Who could this possibly be directed at?
It has been interesting to see how brands have responded to Donald Trump’s presidency so far. Those who have appeared to support the administration, such as New Balance, have faced customer outrage – while the likes of Nordstrom and Sears have dropped Ivanka Trump’s clothing line from their stores to applause. It should be noted that despite Trump’s apoplectic tweets about Nordstrom, their stock rose a strong four per cent, leading some to speculate that brands are desperate to target, or be targeted by the temperamental president. Aside from anything else, Trump’s Nordstrom tweet was certainly not ethical and perhaps not legal, just like his immigration ban that focussed on seven countries.
Nike’s position was clear pretty soon after Trump announced his immigration ban, with CEO Mark Parker releasing a statement to employees which asserted: “Regardless of whether or how you worship, where you come from or who you love, everyone’s individual experience is what makes us strong as a whole.”
Putting that message into practice, the brand has just released a new campaign dubbed ‘Equality’. With an aim to encourage us to use the values of sportsmanship in everyday life, the launch is accompanied by a powerful video featuring athletic heavyweights LeBron James, Serena Williams and Gabby Douglas to name a few. “Opportunity should be indiscriminate. Worth should outshine color (sic). The ball should bounce the same for everyone,” its messaging declares, making reference to being defined by “actions” rather than beliefs or appearance.
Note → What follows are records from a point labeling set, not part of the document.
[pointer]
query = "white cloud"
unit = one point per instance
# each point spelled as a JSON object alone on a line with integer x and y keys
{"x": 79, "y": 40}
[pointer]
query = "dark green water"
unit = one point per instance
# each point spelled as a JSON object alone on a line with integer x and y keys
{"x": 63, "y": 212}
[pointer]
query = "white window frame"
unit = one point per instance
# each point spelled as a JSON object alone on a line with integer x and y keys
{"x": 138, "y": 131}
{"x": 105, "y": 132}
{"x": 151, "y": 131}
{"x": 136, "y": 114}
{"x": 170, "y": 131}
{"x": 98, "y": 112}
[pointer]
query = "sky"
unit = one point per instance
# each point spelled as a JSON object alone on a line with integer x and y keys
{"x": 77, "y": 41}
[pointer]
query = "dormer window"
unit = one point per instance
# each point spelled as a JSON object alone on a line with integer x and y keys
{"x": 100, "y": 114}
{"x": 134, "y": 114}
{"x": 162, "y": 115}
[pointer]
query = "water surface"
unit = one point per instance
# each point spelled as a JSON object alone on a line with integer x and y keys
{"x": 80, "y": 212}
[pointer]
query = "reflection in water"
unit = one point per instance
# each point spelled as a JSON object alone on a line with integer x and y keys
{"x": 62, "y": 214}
The brand has a rich history of fighting for causes such as racial equality LGBTQ and disability rights, with this latest campaign only adding to the pile. As well as raising awareness, Nike will donate $5 million this year to organisations championing equality, including MENTOR and PeacePlayers.
Trump’s presidency may be creating hefty divides between the left and right in the USA – and indeed the world at large – but if powerful voices like Nike can use their influence to encourage us to see beyond skin colour, sexual orientation and disability, then perhaps we are moving in the right direction.
The campaign is clever in that it’s blatantly about Trump, but doesn’t once mention his name. He’ll see it, hate it, but be paralysed by the fact that there is no direct attack on him. If he reacts, Nike win. If he doesn’t, Nike win.